他最喜欢她这么完全属于他的时刻,他啄了一下她的额头。
他应该停在这一步的,可是他的唇抑制不住地不断下移又下移,眉间,鬓边,又印在去年她鼻梁新长的小痣上。
“别烦……”江漫淼挥手拍他的脸,她太困了,力度和赶蚊子一样小小的。
池砚秋也不知道自己今天为什么那么黏她,平时他一定不会不听她的话继续下去的。
可是他还是不够安心,要是她能变小就好了,他想把她揣进兜里,去哪里都带着走,如果他的胸膛可以挖一个洞在心上做一个房间的话,他真想把她锁在里面。
“就亲一下。”他低声央她,还没等她同意,就迫不及待地含进她的唇瓣,吮吸脆弱的软绵绵的她的小嘴巴。
她十分困倦,没有抵抗也不配合,他轻而易举撬开她的齿关把舌头伸进去搅动,自导自演地纠缠,舔她的齿根,顶她的上颚,把她的舌头翻上翻下……
池砚秋还清楚地记得他何时何地第一次产生了亲吻的愿望。那是前年寒假,除夕前一天,淼淼瞒着父母带着他飞到他外公家所在的重城。
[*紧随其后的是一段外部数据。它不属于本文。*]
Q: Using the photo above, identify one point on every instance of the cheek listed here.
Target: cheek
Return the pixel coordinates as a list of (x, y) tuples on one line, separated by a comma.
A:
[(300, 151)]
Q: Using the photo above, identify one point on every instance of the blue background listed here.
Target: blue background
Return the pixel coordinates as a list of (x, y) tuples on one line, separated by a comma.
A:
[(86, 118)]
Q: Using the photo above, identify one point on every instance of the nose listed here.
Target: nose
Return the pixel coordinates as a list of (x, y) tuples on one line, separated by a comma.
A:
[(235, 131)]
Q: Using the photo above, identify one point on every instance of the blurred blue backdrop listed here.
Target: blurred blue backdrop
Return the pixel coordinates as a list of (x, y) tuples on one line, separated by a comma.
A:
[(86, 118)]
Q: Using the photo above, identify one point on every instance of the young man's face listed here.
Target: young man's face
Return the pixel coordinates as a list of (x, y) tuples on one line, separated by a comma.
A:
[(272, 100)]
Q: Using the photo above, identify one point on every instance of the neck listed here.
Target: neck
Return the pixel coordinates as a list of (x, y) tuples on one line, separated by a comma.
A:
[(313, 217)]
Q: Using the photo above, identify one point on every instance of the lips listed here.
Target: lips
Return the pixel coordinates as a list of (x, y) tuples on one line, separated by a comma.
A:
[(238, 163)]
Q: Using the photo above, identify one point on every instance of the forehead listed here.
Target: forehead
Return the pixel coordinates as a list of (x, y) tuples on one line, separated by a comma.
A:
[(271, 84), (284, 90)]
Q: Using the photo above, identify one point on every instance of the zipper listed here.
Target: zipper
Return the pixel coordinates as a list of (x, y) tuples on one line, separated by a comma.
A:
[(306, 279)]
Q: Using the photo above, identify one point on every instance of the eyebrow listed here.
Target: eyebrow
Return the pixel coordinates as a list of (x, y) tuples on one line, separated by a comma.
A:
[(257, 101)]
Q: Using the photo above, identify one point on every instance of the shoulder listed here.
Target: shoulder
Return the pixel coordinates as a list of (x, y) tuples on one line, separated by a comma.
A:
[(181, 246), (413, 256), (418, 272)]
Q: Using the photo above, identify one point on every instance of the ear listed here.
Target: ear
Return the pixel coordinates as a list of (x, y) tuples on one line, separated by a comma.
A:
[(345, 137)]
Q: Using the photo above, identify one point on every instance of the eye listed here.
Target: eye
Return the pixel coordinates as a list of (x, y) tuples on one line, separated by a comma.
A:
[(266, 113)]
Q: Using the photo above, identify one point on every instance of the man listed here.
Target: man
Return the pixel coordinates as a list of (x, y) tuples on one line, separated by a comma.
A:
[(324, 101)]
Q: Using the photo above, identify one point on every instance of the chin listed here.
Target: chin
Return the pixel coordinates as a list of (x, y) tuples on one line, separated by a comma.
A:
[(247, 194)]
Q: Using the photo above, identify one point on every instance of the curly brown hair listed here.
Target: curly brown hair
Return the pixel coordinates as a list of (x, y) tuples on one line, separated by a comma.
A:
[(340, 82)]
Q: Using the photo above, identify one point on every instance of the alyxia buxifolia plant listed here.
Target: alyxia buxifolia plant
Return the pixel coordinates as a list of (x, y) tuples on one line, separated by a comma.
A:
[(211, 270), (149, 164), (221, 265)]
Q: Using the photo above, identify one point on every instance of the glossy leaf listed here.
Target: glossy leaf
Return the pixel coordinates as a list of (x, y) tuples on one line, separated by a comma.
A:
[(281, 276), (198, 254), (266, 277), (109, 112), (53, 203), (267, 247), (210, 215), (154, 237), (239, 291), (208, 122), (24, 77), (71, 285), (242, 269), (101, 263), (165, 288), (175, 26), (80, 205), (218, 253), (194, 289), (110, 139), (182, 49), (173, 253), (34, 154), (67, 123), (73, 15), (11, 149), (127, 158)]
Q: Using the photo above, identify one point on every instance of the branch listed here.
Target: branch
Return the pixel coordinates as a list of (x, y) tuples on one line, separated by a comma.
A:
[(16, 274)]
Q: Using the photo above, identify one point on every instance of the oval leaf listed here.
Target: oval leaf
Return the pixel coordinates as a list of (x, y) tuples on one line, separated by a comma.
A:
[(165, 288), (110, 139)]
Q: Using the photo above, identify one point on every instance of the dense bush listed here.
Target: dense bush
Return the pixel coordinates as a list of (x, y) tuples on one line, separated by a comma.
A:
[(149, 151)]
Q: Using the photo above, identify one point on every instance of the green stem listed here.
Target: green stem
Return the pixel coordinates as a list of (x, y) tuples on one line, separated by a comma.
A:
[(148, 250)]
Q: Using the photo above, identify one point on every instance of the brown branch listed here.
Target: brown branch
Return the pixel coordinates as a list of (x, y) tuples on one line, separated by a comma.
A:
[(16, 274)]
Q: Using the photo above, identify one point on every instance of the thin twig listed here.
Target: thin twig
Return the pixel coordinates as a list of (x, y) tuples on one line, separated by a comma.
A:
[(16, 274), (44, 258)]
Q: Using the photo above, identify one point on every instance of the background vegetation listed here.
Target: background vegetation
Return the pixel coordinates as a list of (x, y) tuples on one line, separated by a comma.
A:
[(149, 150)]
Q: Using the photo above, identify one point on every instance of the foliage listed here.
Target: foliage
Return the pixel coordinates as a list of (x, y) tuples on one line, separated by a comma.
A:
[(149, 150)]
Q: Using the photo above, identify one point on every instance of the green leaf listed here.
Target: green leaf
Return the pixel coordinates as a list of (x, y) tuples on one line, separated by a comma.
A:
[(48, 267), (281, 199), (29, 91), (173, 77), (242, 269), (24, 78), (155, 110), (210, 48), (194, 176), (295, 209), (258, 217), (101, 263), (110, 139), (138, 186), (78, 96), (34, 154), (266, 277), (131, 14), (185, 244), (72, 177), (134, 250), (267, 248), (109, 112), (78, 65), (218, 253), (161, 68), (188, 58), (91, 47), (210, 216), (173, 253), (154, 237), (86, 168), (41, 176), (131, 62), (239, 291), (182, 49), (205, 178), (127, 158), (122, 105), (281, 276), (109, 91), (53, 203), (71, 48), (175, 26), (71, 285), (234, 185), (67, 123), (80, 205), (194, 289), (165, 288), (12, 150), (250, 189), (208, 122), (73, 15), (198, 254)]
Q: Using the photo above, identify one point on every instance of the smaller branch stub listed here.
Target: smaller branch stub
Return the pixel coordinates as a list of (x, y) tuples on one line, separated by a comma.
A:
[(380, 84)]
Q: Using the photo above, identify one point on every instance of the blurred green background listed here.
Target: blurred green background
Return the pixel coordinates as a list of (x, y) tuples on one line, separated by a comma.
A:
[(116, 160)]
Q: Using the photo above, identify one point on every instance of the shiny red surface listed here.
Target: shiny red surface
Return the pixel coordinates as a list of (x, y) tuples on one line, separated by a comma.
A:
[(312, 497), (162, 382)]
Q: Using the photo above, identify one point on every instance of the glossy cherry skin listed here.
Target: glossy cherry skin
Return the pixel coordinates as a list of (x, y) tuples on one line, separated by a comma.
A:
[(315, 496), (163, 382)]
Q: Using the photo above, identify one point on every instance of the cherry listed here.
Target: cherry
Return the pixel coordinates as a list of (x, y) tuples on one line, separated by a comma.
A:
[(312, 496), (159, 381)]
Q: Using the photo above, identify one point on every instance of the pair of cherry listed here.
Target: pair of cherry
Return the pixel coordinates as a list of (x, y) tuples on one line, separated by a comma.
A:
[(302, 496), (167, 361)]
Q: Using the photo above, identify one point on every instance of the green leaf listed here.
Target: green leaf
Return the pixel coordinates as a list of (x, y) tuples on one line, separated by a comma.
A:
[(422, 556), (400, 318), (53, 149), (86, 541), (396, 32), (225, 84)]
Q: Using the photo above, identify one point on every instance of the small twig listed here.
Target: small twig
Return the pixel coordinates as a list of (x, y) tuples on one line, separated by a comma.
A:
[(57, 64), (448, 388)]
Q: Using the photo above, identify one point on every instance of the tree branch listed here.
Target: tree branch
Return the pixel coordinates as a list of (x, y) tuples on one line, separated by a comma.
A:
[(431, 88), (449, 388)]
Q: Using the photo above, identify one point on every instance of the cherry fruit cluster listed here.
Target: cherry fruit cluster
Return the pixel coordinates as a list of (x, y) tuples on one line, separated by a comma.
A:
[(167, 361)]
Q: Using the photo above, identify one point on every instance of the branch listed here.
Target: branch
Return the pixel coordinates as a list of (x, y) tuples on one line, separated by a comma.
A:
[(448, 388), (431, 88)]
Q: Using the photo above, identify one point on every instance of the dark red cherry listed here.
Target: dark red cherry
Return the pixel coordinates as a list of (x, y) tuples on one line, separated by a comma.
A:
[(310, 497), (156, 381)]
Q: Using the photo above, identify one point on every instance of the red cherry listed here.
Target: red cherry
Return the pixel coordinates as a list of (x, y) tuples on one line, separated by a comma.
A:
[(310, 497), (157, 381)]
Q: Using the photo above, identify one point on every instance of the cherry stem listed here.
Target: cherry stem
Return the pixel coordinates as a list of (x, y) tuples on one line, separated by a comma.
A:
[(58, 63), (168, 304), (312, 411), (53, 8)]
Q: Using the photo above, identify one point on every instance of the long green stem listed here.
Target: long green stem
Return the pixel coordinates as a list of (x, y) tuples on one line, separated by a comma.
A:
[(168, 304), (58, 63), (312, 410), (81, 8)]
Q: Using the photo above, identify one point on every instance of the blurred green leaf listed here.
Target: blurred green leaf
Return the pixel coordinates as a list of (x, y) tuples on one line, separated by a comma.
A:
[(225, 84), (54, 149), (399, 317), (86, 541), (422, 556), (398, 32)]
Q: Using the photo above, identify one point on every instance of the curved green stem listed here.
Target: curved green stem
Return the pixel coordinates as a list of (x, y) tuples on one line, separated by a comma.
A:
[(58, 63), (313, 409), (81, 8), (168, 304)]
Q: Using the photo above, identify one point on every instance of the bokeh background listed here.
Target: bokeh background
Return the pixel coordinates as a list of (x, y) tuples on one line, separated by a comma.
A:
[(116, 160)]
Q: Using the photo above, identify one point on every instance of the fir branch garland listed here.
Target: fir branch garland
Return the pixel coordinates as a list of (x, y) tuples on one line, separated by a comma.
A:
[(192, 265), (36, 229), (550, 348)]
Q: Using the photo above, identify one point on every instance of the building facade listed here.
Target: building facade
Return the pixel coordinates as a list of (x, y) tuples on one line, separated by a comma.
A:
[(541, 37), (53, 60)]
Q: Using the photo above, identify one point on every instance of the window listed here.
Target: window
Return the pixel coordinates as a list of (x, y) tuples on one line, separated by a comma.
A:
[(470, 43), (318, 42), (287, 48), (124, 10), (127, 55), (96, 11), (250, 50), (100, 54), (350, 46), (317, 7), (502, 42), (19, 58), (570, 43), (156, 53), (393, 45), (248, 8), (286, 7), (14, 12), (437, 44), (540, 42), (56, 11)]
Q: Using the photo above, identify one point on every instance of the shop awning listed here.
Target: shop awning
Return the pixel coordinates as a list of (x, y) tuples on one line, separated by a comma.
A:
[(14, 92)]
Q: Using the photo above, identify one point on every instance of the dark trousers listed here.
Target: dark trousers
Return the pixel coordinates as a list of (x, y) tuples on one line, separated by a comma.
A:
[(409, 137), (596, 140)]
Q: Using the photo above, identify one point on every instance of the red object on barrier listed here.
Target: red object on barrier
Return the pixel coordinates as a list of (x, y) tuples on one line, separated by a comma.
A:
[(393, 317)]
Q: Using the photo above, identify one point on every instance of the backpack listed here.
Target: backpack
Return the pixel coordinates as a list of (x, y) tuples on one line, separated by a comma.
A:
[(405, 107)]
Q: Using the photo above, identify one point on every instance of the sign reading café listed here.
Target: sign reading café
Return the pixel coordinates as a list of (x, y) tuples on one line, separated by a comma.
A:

听起来像两个才上高一的小屁孩出走天涯的冒险故事的开头?
其实不是。
他的生母原本每年过年都会从国外回来,带他一起回重城看外公,那年却没有,因为她的生母终于得到了委身的鳏夫的求婚,于是留在那男人的本家过年。
他自然非常非常失落和难受。
淼淼的母亲待他再好,终归也不是他的生母,他又被生母进一步抛弃了,生母有了新的家庭,他就更可有可无了……
他也很害怕,今年不去看外公就再也见不到了。
六年前外公中风,诱发了老年痴呆,他紧接着被要出国追求“爱情”的母亲送到素未谋面的生父家中,从此与母亲和外公长久地分离。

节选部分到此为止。